His schools have paid £111,554 for "support services such as marketing and recruitment" to his car dealer firm, Reg Vardy Plc. The Billy Graham Evangelistic Association, set up by the world-famous American preacher, was paid £14,039 as reimbursement for time on academy business spent by Sir Peter's brother David. None of this work was put out to tender, which is a legal requirement in state schools.

The Tory leader at least seems to want to bring parents back into decision-making, with a powerful voice on governing bodies, and to end the dominant role of sponsors. And that makes his model marginally less damaging than Lord Adonis’s model. One and a half cheers for Mr C.

Wednesday, November 14, 2007

Ditch the dogmas, Ed

So children’s secretary Ed Balls wants to know why, despite putting unprecedented amounts of money into education, we still have failing schools and children who have been failed by our system.

I can tell him. And I can tell him what to do about it.

The government put in enough money. It could have solved the problem if spent wisely. But instead, the government tacked on a set of outdated political dogmas, requiring schools to jump through doctrinal hoops. The money still did some good, but not as much as it could have done.

So the trick is to uncouple the money from the dogmas, to retain the former, and throw the latter on the fire. Here are the three crucial dogmas that did the damage.

First, the dogma that ultimate control of schools must be wrested away from the parents, teachers and local council representatives who used to run governing bodies, and handed over to a company, church, or other external body, usually with no particular relationship to the area.
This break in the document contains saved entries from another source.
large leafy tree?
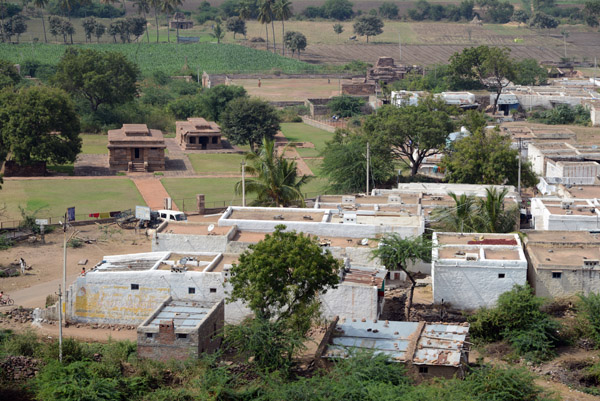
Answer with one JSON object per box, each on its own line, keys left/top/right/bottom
{"left": 431, "top": 187, "right": 519, "bottom": 233}
{"left": 322, "top": 0, "right": 354, "bottom": 20}
{"left": 440, "top": 126, "right": 537, "bottom": 188}
{"left": 363, "top": 96, "right": 455, "bottom": 176}
{"left": 221, "top": 97, "right": 280, "bottom": 151}
{"left": 371, "top": 234, "right": 432, "bottom": 320}
{"left": 235, "top": 137, "right": 311, "bottom": 207}
{"left": 53, "top": 48, "right": 140, "bottom": 112}
{"left": 228, "top": 224, "right": 341, "bottom": 321}
{"left": 448, "top": 45, "right": 516, "bottom": 114}
{"left": 0, "top": 86, "right": 81, "bottom": 165}
{"left": 0, "top": 59, "right": 20, "bottom": 89}
{"left": 226, "top": 16, "right": 246, "bottom": 39}
{"left": 199, "top": 84, "right": 247, "bottom": 122}
{"left": 321, "top": 129, "right": 395, "bottom": 193}
{"left": 353, "top": 14, "right": 383, "bottom": 42}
Trust schools changed the balance on governing bodies to the detriment of local people, and academies went the whole hog, providing the sponsor with an inbuilt majority on every governing body (as shown in my book The Great City Academy Fraud.)
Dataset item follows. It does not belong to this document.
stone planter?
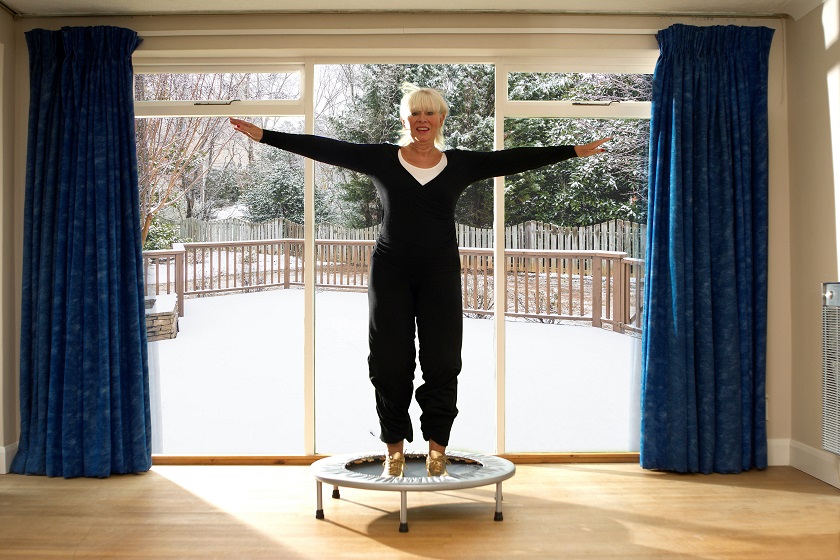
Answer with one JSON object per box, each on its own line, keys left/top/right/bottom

Now, it is simply not true that the local people who use the school are less able to make a success of it than a body like the United Learning Trust, a wholly owned subsidiary of the Church of England which is the biggest academy sponsor, or Sir Peter Vardy, the evangelical Christian car dealer who is in the top few academy sponsors. And the proof is in the result. Despite absorbing many times as much public money as other schools, academies do not do particularly well, often no better than the cash-starved schools they replace.

Second, the dogma – especially close to Lord Andrew Adonis – that we need to separate out brainy kids from thick ones at an early age. This is why many areas, like Kent, still have the eleven plus exam, and why trust schools and academies were given the power to select ten per cent of their intake.

This dogma is only sustained by a lordly disregard of the facts. We know that those who fail the eleven plus are overwhelmingly those from poor households, and that the schools they go to are known locally as schools for failures. And therefore, we know that selection embeds failure and makes it hereditary.

And third, the dogma that there is nothing the public sector can do which the private sector cannot do better. Therefore if we have a school in a poor area – say, for example, the Isle of Sheppey – then the way to improve it is to get a very expensive private school – Dulwich College, to pick an example at random - to come in and show them how it’s done. The fact that no one at Dulwich College has ever seen a class like the ones you get on the Isle of Sheppey has not previously occurred to policymakers.

Get rid of the dogmas, Ed, and watch things get better.